Now, as a contributor to the Brim projects (i.e. not just a user), I happen to know that zq is relying on the AWS SDK for Go. In the section on "Specifying the AWS Region", the .aws/config is not listed among the things that it looks in automatically. But it does mention that it would start looking there if you set AWS_SDK_LOAD_CONFIG=true. Sure enough;

$ export AWS_SDK_LOAD_CONFIG=true
$ echo '{"foo": "bar"}' | zq -o s3://zq-771/foo.zng -
$ zq -t s3://zq-771/foo.zng
#0:record[foo:string]
0:[bar;]

This seemed strange to me, since in the section on "Specifying Credentials" it indicates that the SDK will look in $HOME/.aws/credentials even without any special environment variables having been set. For instance, if I unset AWS_SDK_LOAD_CONFIG and specify the Region using a different environment variable, this also works, indicating it was still finding & using the credentials without a problem.

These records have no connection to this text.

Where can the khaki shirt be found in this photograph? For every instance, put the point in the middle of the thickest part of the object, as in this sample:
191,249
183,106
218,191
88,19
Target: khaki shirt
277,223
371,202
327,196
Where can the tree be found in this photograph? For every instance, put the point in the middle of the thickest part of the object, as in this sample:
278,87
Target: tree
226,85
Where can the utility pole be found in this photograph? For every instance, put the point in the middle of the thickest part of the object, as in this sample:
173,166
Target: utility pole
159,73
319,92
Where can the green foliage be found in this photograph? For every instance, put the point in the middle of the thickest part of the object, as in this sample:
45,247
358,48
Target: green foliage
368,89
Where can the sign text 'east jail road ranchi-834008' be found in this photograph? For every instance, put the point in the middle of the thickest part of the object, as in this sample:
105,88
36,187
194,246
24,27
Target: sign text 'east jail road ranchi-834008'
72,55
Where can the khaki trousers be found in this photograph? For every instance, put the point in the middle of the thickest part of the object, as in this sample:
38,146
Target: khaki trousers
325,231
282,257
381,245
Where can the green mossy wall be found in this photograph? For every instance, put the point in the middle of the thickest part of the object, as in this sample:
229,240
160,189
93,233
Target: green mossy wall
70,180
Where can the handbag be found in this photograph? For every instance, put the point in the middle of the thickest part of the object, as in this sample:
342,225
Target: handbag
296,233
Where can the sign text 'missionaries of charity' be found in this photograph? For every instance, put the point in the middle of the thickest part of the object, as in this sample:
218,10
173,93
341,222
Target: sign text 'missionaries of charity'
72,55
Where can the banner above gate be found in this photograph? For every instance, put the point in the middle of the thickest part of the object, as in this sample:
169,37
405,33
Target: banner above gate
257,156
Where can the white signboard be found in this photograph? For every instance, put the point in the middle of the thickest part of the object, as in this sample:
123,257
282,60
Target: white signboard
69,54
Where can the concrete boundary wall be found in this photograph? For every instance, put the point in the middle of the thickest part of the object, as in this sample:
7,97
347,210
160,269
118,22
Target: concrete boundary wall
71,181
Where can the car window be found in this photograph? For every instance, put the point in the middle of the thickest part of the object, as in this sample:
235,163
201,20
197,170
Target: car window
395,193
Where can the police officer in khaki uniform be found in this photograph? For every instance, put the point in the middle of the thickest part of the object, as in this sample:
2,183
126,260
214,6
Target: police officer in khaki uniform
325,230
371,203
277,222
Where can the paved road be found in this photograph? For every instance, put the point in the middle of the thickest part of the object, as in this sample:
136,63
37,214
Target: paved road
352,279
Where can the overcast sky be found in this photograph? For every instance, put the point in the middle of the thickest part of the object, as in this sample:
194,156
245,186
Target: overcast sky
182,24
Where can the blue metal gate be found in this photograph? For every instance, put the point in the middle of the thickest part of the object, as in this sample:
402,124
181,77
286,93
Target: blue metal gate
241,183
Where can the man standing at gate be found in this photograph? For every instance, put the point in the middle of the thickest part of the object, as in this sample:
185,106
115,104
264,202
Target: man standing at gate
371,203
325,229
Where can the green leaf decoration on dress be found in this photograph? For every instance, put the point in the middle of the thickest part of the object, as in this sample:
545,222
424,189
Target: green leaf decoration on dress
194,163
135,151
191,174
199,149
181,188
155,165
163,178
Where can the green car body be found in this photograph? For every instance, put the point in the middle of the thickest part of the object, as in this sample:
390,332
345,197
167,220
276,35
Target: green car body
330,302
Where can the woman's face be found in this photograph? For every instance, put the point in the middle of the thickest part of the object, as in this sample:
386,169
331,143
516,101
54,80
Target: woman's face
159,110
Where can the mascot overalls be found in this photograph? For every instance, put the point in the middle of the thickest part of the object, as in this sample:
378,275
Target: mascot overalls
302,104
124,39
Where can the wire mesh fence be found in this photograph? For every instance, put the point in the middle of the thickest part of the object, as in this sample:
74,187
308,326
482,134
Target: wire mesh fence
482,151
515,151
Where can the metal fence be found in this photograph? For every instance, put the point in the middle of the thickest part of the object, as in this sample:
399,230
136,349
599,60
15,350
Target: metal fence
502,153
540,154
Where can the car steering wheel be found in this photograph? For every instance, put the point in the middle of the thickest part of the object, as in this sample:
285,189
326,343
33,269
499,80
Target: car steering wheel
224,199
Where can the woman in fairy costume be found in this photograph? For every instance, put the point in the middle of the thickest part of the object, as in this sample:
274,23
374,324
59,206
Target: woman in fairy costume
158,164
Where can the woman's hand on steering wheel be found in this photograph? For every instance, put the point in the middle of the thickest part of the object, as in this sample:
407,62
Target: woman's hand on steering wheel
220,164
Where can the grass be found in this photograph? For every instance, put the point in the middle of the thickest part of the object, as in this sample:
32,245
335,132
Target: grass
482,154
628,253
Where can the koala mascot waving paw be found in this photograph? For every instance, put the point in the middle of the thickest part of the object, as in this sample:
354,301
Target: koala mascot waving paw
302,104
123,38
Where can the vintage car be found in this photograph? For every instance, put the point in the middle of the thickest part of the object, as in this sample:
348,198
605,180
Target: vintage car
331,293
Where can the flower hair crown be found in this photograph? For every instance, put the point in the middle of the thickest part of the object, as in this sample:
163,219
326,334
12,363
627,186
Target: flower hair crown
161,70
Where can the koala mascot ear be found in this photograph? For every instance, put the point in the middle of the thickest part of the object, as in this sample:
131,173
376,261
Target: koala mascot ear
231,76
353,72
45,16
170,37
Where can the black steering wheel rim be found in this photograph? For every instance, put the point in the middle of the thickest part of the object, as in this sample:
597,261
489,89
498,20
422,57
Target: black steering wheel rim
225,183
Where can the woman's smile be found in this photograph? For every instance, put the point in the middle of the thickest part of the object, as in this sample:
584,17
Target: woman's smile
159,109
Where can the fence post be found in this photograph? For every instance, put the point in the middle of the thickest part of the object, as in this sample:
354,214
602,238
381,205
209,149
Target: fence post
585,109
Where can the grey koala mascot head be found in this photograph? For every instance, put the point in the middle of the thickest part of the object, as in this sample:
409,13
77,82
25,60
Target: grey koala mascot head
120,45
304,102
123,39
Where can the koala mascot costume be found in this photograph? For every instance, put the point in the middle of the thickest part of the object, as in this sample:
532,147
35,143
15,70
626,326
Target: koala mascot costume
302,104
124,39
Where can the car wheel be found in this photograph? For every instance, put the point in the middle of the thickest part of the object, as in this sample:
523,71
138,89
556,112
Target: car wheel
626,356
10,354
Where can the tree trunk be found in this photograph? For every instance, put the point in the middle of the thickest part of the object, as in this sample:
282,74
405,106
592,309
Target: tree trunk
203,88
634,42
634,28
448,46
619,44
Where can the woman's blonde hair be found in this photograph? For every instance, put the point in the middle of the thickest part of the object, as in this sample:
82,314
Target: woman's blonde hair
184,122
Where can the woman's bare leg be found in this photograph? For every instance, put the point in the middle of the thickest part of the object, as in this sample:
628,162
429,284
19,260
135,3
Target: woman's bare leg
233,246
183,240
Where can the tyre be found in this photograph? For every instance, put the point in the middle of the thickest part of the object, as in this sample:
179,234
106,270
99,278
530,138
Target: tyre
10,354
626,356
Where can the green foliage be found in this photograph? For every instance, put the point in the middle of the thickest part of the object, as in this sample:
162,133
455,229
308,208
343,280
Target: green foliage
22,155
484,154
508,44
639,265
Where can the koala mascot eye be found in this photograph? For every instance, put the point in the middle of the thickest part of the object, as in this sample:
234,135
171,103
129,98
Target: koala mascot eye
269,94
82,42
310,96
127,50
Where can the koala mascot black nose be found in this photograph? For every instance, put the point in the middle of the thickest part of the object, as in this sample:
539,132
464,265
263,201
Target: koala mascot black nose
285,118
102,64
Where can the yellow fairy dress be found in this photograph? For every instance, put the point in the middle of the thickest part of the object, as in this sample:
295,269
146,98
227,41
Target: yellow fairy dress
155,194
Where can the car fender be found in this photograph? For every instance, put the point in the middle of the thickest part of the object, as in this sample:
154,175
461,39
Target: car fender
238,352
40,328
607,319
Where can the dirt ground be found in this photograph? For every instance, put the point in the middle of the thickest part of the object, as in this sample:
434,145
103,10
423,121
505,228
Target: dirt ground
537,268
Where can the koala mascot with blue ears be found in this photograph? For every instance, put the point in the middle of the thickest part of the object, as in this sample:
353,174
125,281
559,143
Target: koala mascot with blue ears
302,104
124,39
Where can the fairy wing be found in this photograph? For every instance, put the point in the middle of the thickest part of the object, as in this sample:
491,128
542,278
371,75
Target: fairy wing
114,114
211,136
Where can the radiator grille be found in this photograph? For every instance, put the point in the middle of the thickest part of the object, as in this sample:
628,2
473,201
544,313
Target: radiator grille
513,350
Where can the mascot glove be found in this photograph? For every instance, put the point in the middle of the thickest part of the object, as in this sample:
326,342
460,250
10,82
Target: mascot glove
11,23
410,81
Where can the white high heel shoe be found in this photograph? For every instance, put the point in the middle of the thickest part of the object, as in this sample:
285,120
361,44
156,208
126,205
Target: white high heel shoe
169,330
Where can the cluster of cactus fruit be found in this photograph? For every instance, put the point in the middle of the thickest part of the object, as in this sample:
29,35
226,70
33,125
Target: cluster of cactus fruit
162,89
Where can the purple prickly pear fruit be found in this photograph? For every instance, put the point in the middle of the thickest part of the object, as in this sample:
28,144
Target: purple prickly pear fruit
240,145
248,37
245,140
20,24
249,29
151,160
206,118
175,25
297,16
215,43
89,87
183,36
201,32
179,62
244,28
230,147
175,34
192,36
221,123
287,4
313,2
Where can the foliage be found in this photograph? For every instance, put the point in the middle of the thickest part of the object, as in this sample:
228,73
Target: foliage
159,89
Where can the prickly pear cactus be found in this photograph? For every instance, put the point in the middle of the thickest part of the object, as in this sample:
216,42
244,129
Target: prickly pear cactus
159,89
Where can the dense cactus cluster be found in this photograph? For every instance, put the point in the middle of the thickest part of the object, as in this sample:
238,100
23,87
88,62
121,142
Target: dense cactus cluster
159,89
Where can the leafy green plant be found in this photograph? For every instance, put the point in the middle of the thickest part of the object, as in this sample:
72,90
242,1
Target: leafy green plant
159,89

$ unset AWS_SDK_LOAD_CONFIG
$ echo '{"foo": "bar"}' | zq -o s3://zq-771/foo.zng -
MissingRegion: could not find region configuration
$ export AWS_REGION=us-west-1
$ zq -t s3://zq-771/foo.zng
#0:record[foo:string]
0:[bar;]

Therefore, I'm of the opinion that this is a hazard that other users may run into.

It seems like we could do one of a few things:

  1. We could implement some new flag like -aws-region and point the user at it in the error message

  2. Instead of implementing a flag, we could point them at the environment variable options. It might be easiest to just mention AWS_REGION, since if we mention AWS_SDK_LOAD_CONFIG it leaves open the possibility that they might set the variable but still be missing a $HOME/.aws/config file, whereas just putting a bad Region in AWS_REGION gets a more helpful error:

$ export AWS_REGION="foo-region"
$ echo '{"foo": "bar"}' | zq -o s3://zq-771/bar.zng -
RequestError: send request failed
caused by: Put "https://zq-771.s3.foo-region.amazonaws.com/bar.zng": dial tcp: lookup zq-771.s3.foo-region.amazonaws.com: no such host
  1. We could punt on significant code changes and instead return a URL to some reference alongside the error messages. One approach might be to link to the AWS SDK for Go docs (IMO this is ok, but not great, since the SDK itself still seems quirky as described above) or write an article on our Wiki that links to the AWS SDK for Go docs, explains how we rely on it, and walks through examples of how to make sure their config is set correctly (better, IMO, since that way we can show a "happy path" that avoids the quirks).
alfred-landrum commented 4 years ago

I wanted mention another option: the session.NewSessionWithOptions function exists in the aws Go sdk, and supports a parameter SharedConfigState: https://docs.aws.amazon.com/sdk-for-go/api/aws/session/#hdr-Creating_Sessions

If passed the correct value: SharedConfigState: session.SharedConfigEnable, it would act as if AWS_SDK_LOAD_CONFIG=true were set in the users environment always. I'd advocate for this, as it at least attempts to load all of the config including the region setting.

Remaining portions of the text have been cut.